Oireachtas Joint and Select Committees

Thursday, 25 June 2015

Public Accounts Committee

2013 Annual Report of the Comptroller and Auditor General and Appropriation Accounts
Vote 25: Environment, Community and Local Government
Chapter 5: Central Government Funding of Local Authorities
Special Report No 84: Transhipment of Waste

10:00 am

Mr. John McCarthy:

I will loop back to the rates issue before dealing with the questions on waste. It is important to bear in mind that the 2015 percentages are estimated on the basis of budgets and may not be the correct final figure. I suspect there is an element of economic buoyancy in the figures, to the extent that there has been a pick-up in economic activity with new businesses establishing. There was some analysis done of the 2012 rates income and from memory, 80% of businesses that paid rates in 2012 in the Dublin City Council area had a rates bill of less than €5,000 per annum. That means there is a smaller number of larger entities that are paying a very significant amount in commercial rates. As the Deputy said himself, part of the change in the percentage is explained by the fact that revenue from other sources has been contracting. That said, in overall terms, the rate of commercial rates levied has not increased for four or five years, with only one or two exceptions. In a few cases, the rates actually came down.

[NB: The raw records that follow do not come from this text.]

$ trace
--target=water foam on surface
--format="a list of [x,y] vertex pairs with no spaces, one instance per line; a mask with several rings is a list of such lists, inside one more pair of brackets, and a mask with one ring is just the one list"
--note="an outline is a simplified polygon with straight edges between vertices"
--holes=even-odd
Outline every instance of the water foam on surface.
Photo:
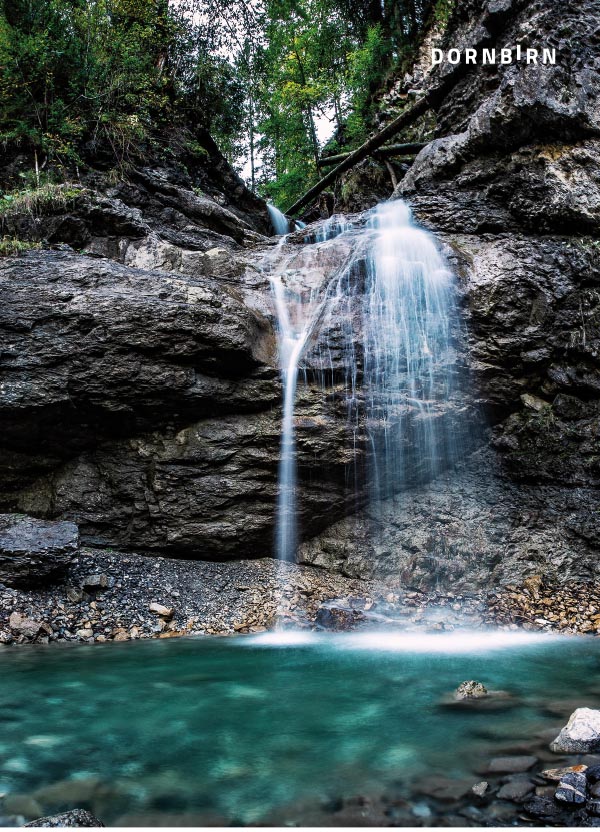
[[461,631],[452,633],[353,632],[318,633],[301,630],[273,630],[244,638],[246,647],[316,646],[340,650],[370,652],[469,654],[492,650],[518,650],[532,645],[544,646],[565,636],[546,633]]

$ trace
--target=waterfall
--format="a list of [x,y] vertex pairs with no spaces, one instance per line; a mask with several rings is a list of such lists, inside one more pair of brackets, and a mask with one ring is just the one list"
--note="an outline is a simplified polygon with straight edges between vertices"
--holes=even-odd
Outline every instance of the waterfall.
[[294,325],[288,311],[283,283],[274,280],[272,286],[280,328],[279,355],[283,381],[276,551],[279,560],[293,561],[297,547],[294,404],[298,382],[298,359],[306,343],[308,322],[301,322],[299,326]]
[[279,208],[276,208],[274,205],[271,205],[270,202],[267,202],[267,210],[269,212],[271,225],[273,226],[273,231],[275,232],[275,234],[287,234],[290,230],[290,223],[286,215],[282,214]]
[[369,225],[363,304],[363,391],[374,498],[428,480],[457,461],[459,395],[452,273],[434,238],[400,201],[378,205]]
[[337,215],[309,239],[292,246],[283,238],[269,263],[284,388],[276,548],[287,561],[298,538],[300,372],[320,379],[324,398],[344,377],[348,420],[368,460],[356,487],[374,505],[454,464],[469,429],[454,278],[408,206],[393,201],[352,220]]

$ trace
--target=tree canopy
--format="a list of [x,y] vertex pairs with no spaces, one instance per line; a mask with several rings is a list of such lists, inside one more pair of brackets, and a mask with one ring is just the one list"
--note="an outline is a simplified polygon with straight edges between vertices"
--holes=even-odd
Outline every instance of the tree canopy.
[[[444,0],[447,2],[447,0]],[[0,143],[125,164],[211,135],[284,204],[319,176],[319,127],[359,144],[428,0],[3,0]]]

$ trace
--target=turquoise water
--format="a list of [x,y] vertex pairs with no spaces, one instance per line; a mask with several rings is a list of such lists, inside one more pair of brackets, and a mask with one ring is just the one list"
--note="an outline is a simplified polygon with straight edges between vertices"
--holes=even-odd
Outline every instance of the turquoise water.
[[[44,811],[83,802],[107,824],[269,822],[423,772],[476,782],[499,748],[560,727],[574,697],[600,704],[600,642],[581,638],[170,639],[5,649],[0,662],[0,792],[37,793]],[[440,707],[465,679],[516,707]]]

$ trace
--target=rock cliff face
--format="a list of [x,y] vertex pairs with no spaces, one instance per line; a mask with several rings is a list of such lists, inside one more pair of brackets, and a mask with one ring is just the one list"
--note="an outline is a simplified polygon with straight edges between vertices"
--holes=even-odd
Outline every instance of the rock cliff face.
[[[5,219],[54,250],[0,260],[0,510],[75,521],[91,544],[264,557],[281,385],[255,261],[271,241],[173,171],[132,180]],[[301,398],[310,533],[353,500],[351,459],[321,391]]]
[[597,2],[458,3],[446,49],[555,47],[556,65],[445,64],[405,79],[447,88],[440,138],[395,196],[448,247],[493,451],[343,521],[305,561],[415,586],[597,576],[599,25]]
[[[599,26],[597,0],[468,0],[446,47],[556,47],[556,66],[405,79],[446,90],[439,138],[396,196],[457,274],[469,407],[490,432],[456,471],[365,510],[364,433],[347,422],[340,329],[323,327],[296,408],[304,562],[421,588],[597,575]],[[202,188],[148,167],[5,219],[54,250],[0,261],[0,510],[75,521],[88,544],[272,552],[272,241],[220,164]]]

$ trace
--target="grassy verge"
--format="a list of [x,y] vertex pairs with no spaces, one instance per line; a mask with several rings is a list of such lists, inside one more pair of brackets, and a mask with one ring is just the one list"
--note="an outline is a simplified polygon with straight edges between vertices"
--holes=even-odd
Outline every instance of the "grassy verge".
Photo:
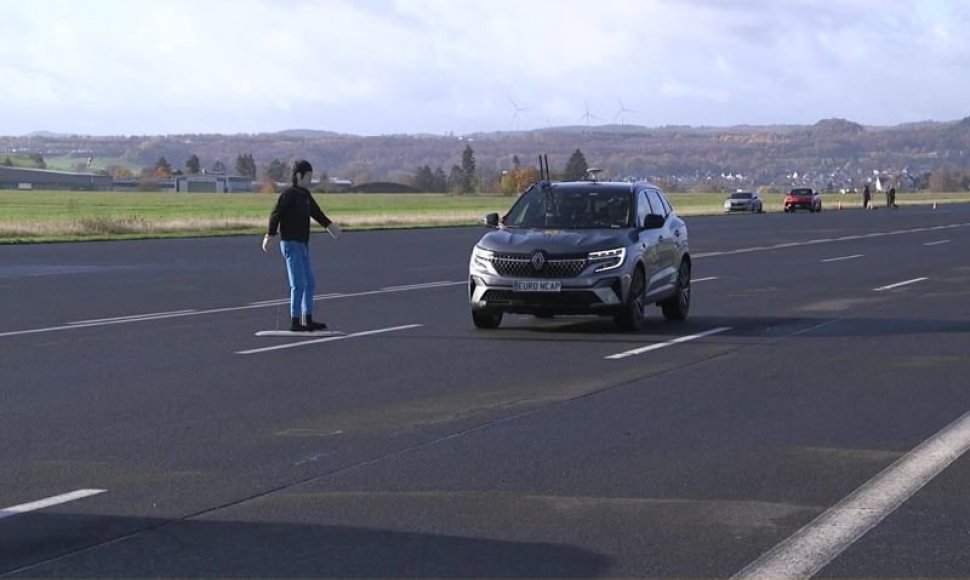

The 2013 overall national report is publicly available and we will send on a copy to the committee. It is on our website and is a very useful platform for us. We take it as a baseline document for guiding some of our engagements with local authorities on the financial side of things as we progress through the year. We will certainly make a copy of that report available to the Deputy. In terms of the extent to which waste is going abroad, it is not so much for landfill but primarily for energy recovery. It is going into cement kilns or thermal treatment facilities.

That is not a sustainable way to deal with our waste from two points of view. First, the potential for recovering energy is lost to us.